Let me bore you a little bit – and school you on the several different kinds of kegs commonly used in beer dispensing.
You’ve probably heard the term “Barrel” – but most people have no idea what that means. Simply put, a Barrel (inexplicably abbreviated as “bbl”) equates to 31 gallons of beer.
A Half Barrel – usually referred to as a “Keg” – and the type of thing you will recognize if you’ve ever been to a frat party – holds 15 ½ gallons of beer.
A Quarter Barrel (also called a pony keg) holds 7.75 gallons of beer and is half the height of a Half Barrel. An alternate version (called the “Slim Quarter”) holds the same amount but in a taller, thinner version.
A Sixth Barrel (usually referred to as a “Sixtel”) holds a little more than 5 gallons, yields about 55 12 ozs beers, and is commonly used in the direct draw style beer coolers in many restaurants.
Each barrel of beer produced will fill 2 half barrel kegs; 4 quarter Barrel kegs; or 6 sixtels.
Ok. Now that that’s out of the way we can get to what keeps me up at night.

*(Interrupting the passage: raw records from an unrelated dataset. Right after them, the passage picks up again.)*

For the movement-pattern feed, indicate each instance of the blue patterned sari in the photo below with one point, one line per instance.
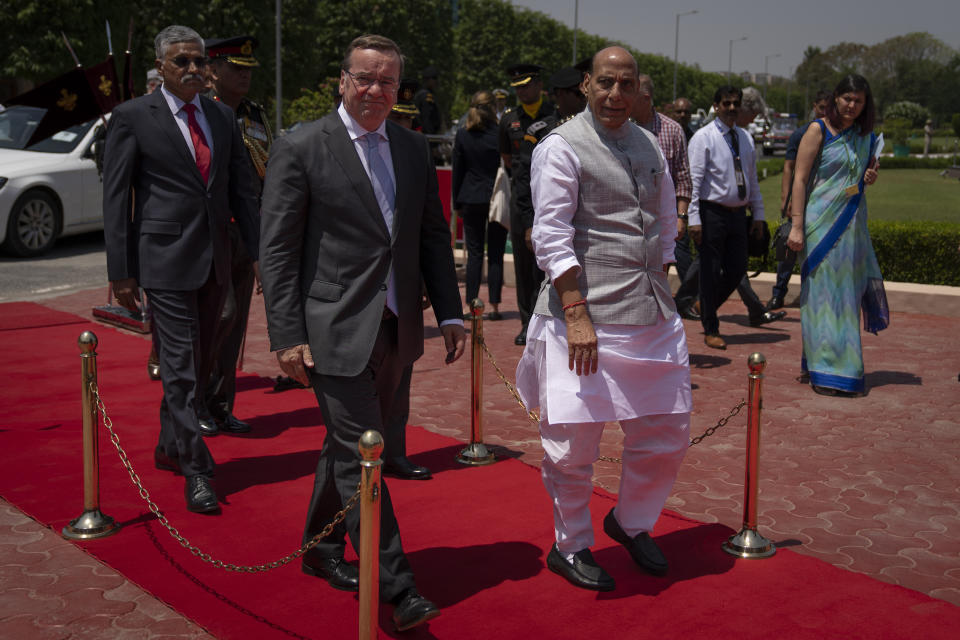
(840, 274)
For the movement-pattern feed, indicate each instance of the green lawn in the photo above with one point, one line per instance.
(899, 194)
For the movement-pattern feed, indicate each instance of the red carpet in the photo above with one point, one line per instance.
(476, 537)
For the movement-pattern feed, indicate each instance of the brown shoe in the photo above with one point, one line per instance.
(714, 341)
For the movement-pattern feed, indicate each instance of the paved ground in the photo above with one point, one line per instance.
(871, 485)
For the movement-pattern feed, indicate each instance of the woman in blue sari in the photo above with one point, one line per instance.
(840, 275)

Let’s say that you have a 15 bbl system like we do. This means that every time you brew and ferment 15 bbls of beer, you’ll need about 30 half kegs; 60 Quarter kegs, or 90 Sixtels to store your beer (for simplicity sake we’ll ignore the beer that’s lost to spillage, filters and what have you).
And that’s where it gets complicated. For beer served at the brewery – and some restaurants with bigger draft systems – we’ll use Half Kegs, but – as we said – a lot of the restaurants use Sixtels – as do a lot of folks with home draft systems. Slim Quarters are catching on slowly, as they hold 2.5 gallons more than a Sixtel, while not taking up a lot more space.
When we open, Coelacanth Brewing will have four-15 bbl fermenters (465 gallons each ) and two-10 bbl fermenters (310 gallons each). So with all of our fermenters filled, we have to find homes for 2,480 gallons of beer.
That brings us to 170 half kegs, 320 Quarter kegs, or 480 Sixtels. And the reality is we need to fill a mix of those 3 types of kegs to meet the demands of the beer buying public.
NOW – once we are distributing beer off-premise, many of those kegs go to the Distributor and will end up at restaurants – and some of those kegs ends up in the houses of craft beer fans. And they don’t get returned until they are empty. Often they don’t get returned right away. Unfortunately, sometimes they don’t get returned at all.
Oh and did I mention that these kegs cost a brewery between $65-110 a piece?
So, if we brew enough beer to fill up our 6 fermenters and then put all that beer into Half Kegs, we have ~$18,000 in half kegs in circulation (far higher [~$31,000] if we put it all into Sixtels).
And that doesn’t even take into account where we put all the beer the next time we empty our fermenters.
Would you be surprised that some bigger microbreweries have thousands of kegs floating around? That’s hundreds of thousands (or more) invested in big metal cans.
Now you know why the question of kegs is on my mind.
The soft opening of Coelacanth Brewing Company is this Saturday.